Nazar joined forces with LA-based entrepreneur Adam Miller, founder of HRTech company Cornerstone OnDemand to launch Clovers.
While the platform is AI-centric, the Clovers’ team is focused on making the interview process fundamentally human. “[Clovers] enables teams to deliver more equitable and effective interviews, to easily collaborate on candidate feedback and replay, not recall, key moments in interviews, we help teams more fairly assess candidates for skill and fit and help get the right people in the right roles,” he added. “We know that when candidates’ best qualities are on display, companies are more likely to discover and connect with their own clovers. The bottom line: everyone benefits.”
Its focus on transparency and efficiency in the interview process has landed an impressive ground of investors for its seed round. Greycroft and Alpha Edison were joined by Crosslink Capital, Acadian Ventures, Fika Ventures, and Act One Ventures to round out.
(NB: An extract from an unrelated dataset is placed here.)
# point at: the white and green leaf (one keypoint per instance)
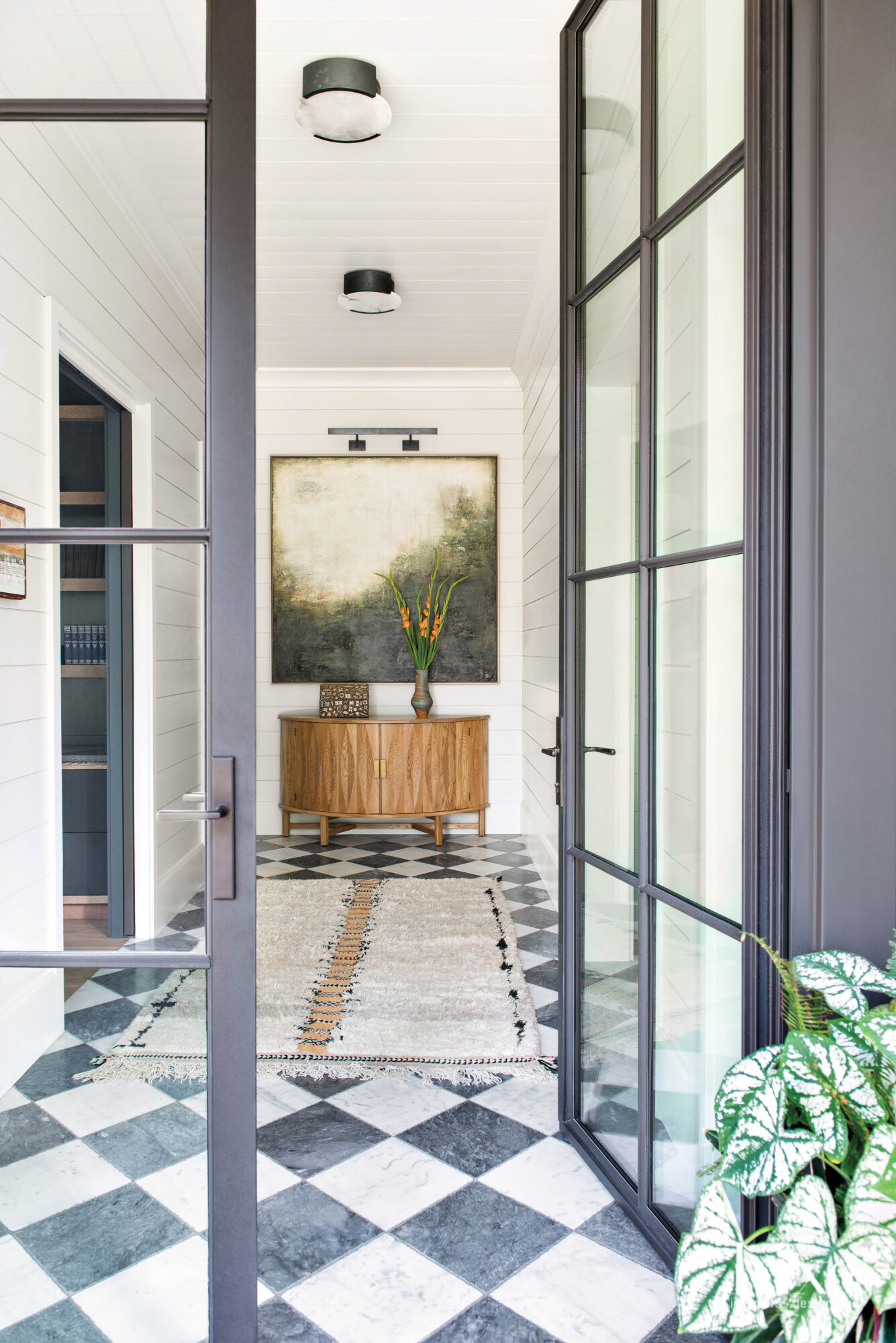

“Conversational and artificial intelligence create a tremendous opportunity to enable fair and equitable interviewing across nearly every industry. In a rapidly changing workplace, where employers increasingly benefit from reaching into new and diverse talent pools, Clovers is building a category-defining company,” said Nate Redmond, Managing Partner at Alpha Edison, in a statement.
Clovers has a team of 30 with a small office in Nashville, which the team says is an appealing location because it “offers a combination of great talent and a central location for reaching out to clients and prospects in the South, Northeast and Midwest.”